In the past few years, we have mapped brain activity in mice lacking CNTNAP2 or SHANK3, two top candidate genes for autism3. These animals show repetitive behaviors and are less responsive to certain social cues than typical mice are. The molecular pathology associated with mutations in these genes has also been thoroughly investigated, enabling us to relate abnormal brain activity to specific changes in brain anatomy or neuron function.
We see similar circuit alterations in both sets of mice. The alterations affect the connectivity of a region called the prefrontal cortex. This region is critical for social recognition and cognitive functions, such as the ability to cope with novel experiences. Reduced communication between the prefrontal cortex and its long-distance targets could explain the autism-like behaviors observed in these mice.
We also see these alterations in mice missing a stretch of DNA on chromosome 16 known as 16p11.2 — another major genetic risk factor for autism. Our brain-mapping approach closely reproduces observations made in people. Earlier this year, we showed that both mice and people with a 16p11.2 deletion show underconnectivity involving the prefrontal cortex4. These similarities suggest that the circuit alterations in people with autism involve physiological impairments that researchers can model in mice and map with fMRI.
In 16p11.2 mice, we found altered wiring and communication between the prefrontal cortex and a deep brain region called the thalamus. We made this observation using an invasive viral tracing technique rather than fMRI. This finding provides a plausible mechanism for the desynchronization of prefrontal cortex areas arising from the 16p11.2 deletion.
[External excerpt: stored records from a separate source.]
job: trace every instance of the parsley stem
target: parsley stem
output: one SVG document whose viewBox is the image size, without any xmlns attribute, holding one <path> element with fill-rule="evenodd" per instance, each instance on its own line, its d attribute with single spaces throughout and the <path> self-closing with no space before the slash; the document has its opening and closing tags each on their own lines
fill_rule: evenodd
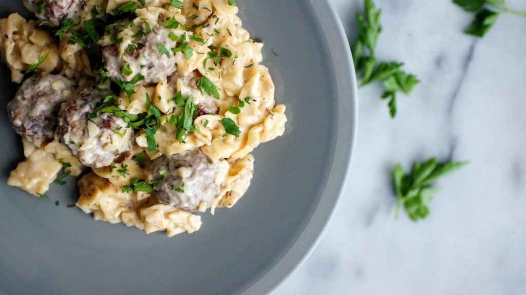
<svg viewBox="0 0 526 295">
<path fill-rule="evenodd" d="M 505 4 L 501 5 L 493 4 L 493 6 L 495 8 L 500 9 L 503 12 L 507 12 L 508 13 L 511 13 L 511 14 L 514 14 L 515 15 L 522 16 L 522 17 L 526 17 L 526 12 L 523 12 L 521 11 L 510 9 L 508 8 L 508 7 Z"/>
<path fill-rule="evenodd" d="M 504 7 L 502 8 L 502 10 L 504 12 L 507 12 L 511 13 L 512 14 L 514 14 L 515 15 L 518 15 L 519 16 L 522 16 L 522 17 L 526 17 L 526 13 L 522 12 L 514 9 L 510 9 L 508 7 Z"/>
<path fill-rule="evenodd" d="M 403 203 L 403 199 L 401 197 L 398 197 L 398 202 L 396 204 L 396 214 L 394 215 L 394 220 L 398 220 L 398 213 L 400 212 L 400 209 L 402 207 L 402 203 Z"/>
</svg>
The observation that three genetic mouse models of autism have a shared alteration in brain circuity suggests we can cut through the heterogeneity of autism to identify meaningful subtypes.
To investigate the effects of other mutations linked to autism, we collaborated with Nicole Wenderoth’s team at ETH Zurich in Switzerland. Together, we plan to produce a database of fMRI maps from more than 20 mouse strains, each with a distinct mutation. We map all of the scans in our database under similar experimental conditions, permitting a direct comparison between activity maps.
As we analyze the dataset, we are finding additional cross-mutation convergences. For example, mutations in a group of genes that includes the chromatin remodeling factor CHD8 appear to result in overconnectivity between brain regions important for sensory processing5.
Other mutations, such as those in the fragile X syndrome gene FMR1, decrease communication between the same areas6. Both groups of mutant mice appear to exhibit normal connectivity between the prefrontal cortex and other brain regions.
By combining and comparing these activity maps in a single database, we might be able to recreate the spectrum of brain connectivity changes in autism and identify autism subtypes characterized by common circuit alterations. Our approach offers a way to explain the clinical variability among people with autism.
Alessandro Gozzi is senior researcher at the Istituto Italiano di Tecnologia in Genova, Italy.